Sample size guidelines for fitting a lognormal probability distribution to censored most probable number data with a Markov chain Monte Carlo method

• Low levels of microbial contamination in food result in heavily censored datasets
• Bayesian methods can be used to fit a statistical distribution to censored data.
• Current guidelines for fitting a distribution suggest no more than 80% censoring.
• Convergence of Bayesian fitting method is assessed for heavily censored datasets.
• Suggestions for maximum levels of censoring are provided.

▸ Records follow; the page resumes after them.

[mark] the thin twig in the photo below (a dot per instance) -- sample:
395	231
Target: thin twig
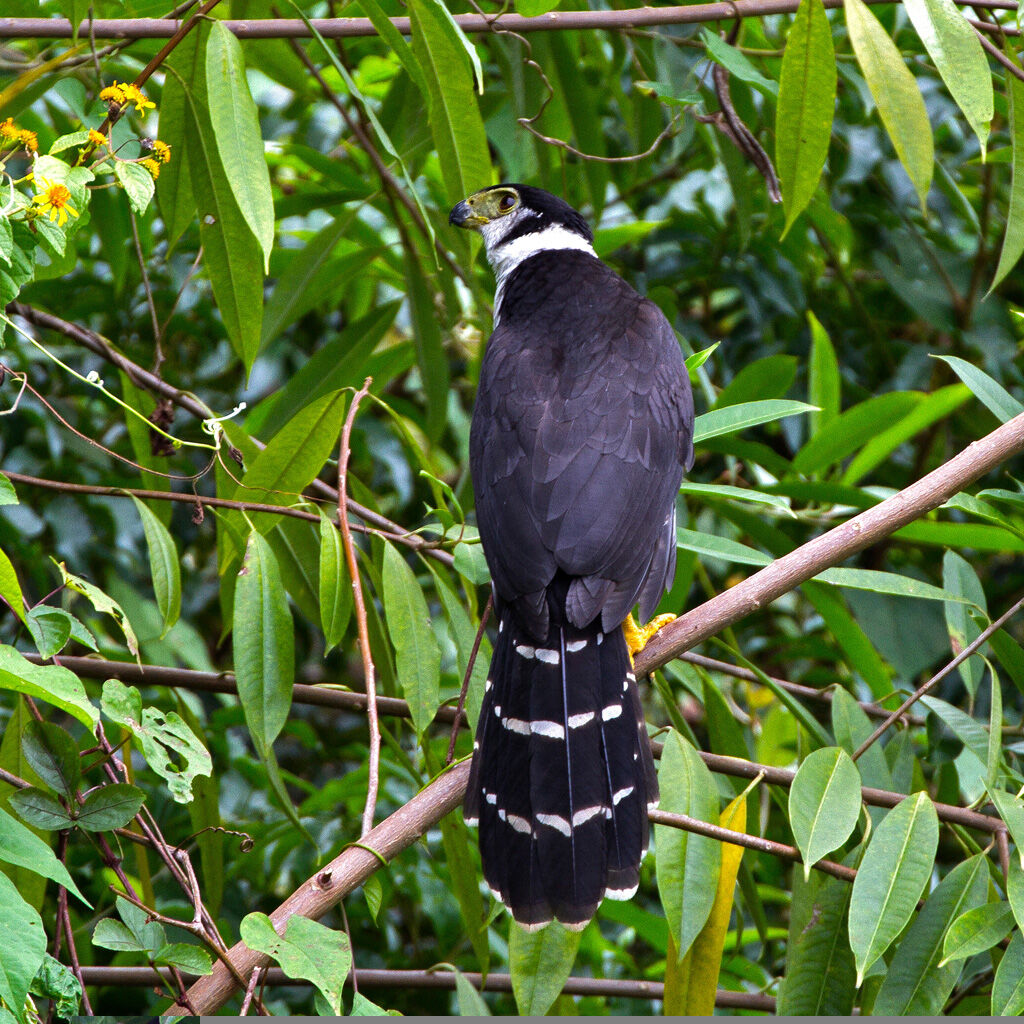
459	719
939	676
360	610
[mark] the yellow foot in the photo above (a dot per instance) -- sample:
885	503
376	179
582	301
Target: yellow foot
637	637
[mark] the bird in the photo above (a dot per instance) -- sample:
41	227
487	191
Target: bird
582	429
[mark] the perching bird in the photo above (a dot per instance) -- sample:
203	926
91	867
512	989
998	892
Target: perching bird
583	426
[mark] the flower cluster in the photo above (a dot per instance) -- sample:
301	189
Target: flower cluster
127	92
22	137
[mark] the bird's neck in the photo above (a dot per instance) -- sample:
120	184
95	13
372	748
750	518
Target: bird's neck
505	257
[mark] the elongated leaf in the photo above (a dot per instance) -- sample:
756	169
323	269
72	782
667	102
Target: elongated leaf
804	114
891	878
455	119
687	865
853	428
953	45
705	956
264	644
914	984
163	565
418	657
22	847
25	947
540	963
1013	239
823	377
55	685
819	968
977	930
824	804
896	95
992	394
735	418
1008	988
335	587
236	126
307	949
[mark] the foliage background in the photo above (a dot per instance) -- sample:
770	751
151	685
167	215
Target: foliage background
296	245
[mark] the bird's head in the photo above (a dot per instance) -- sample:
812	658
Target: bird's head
517	221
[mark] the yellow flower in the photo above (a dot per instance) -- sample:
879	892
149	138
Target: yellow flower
133	94
54	199
113	94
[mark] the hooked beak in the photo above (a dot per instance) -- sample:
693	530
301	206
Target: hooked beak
463	215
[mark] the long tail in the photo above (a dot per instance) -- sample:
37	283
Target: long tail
562	774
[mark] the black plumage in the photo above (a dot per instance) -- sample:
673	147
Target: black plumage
581	432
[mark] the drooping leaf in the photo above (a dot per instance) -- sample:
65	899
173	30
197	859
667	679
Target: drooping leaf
804	114
824	803
891	878
418	656
953	45
687	865
896	95
540	964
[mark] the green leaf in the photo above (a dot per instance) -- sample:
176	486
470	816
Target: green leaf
540	963
824	804
804	114
53	756
452	110
25	946
1013	239
819	969
137	183
235	121
891	878
24	848
993	395
41	810
110	807
914	984
55	685
307	950
960	579
185	956
732	419
264	644
171	749
736	62
1008	988
50	629
952	44
976	931
418	657
687	865
10	589
852	429
335	588
163	565
102	603
896	95
824	383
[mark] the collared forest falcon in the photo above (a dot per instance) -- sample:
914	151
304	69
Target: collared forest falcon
583	426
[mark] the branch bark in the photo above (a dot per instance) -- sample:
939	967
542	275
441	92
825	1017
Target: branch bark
345	28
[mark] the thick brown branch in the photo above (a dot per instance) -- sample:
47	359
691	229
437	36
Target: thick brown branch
830	549
342	28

Levels of pathogenic organisms in food and water have steadily declined in many parts of the world. A consequence of this reduction is that the proportion of samples that test positive for the most contaminated product–pathogen pairings has fallen to less than 0.1. While this is unequivocally beneficial to public health, datasets with very few enumerated samples present an analytical challenge because a large proportion of the observations are censored values. One application of particular interest to risk assessors is the fitting of a statistical distribution function to datasets collected at some point in the farm-to-table continuum. The fitted distribution forms an important component of an exposure assessment. A number of studies have compared different fitting methods and proposed lower limits on the proportion of samples where the organisms of interest are identified and enumerated, with the recommended lower limit of enumerated samples being 0.2. This recommendation may not be applicable to food safety risk assessments for a number of reasons, which include the development of new Bayesian fitting methods, the use of highly sensitive screening tests, and the generally larger sample sizes found in surveys of food commodities. This study evaluates the performance of a Markov chain Monte Carlo fitting method when used in conjunction with a screening test and enumeration of positive samples by the Most Probable Number technique. The results suggest that levels of contamination for common product–pathogen pairs, such as Salmonella on poultry carcasses, can be reliably estimated with the proposed fitting method and samples sizes in excess of 500 observations. The results do, however, demonstrate that simple guidelines for this application, such as the proportion of positive samples, cannot be provided.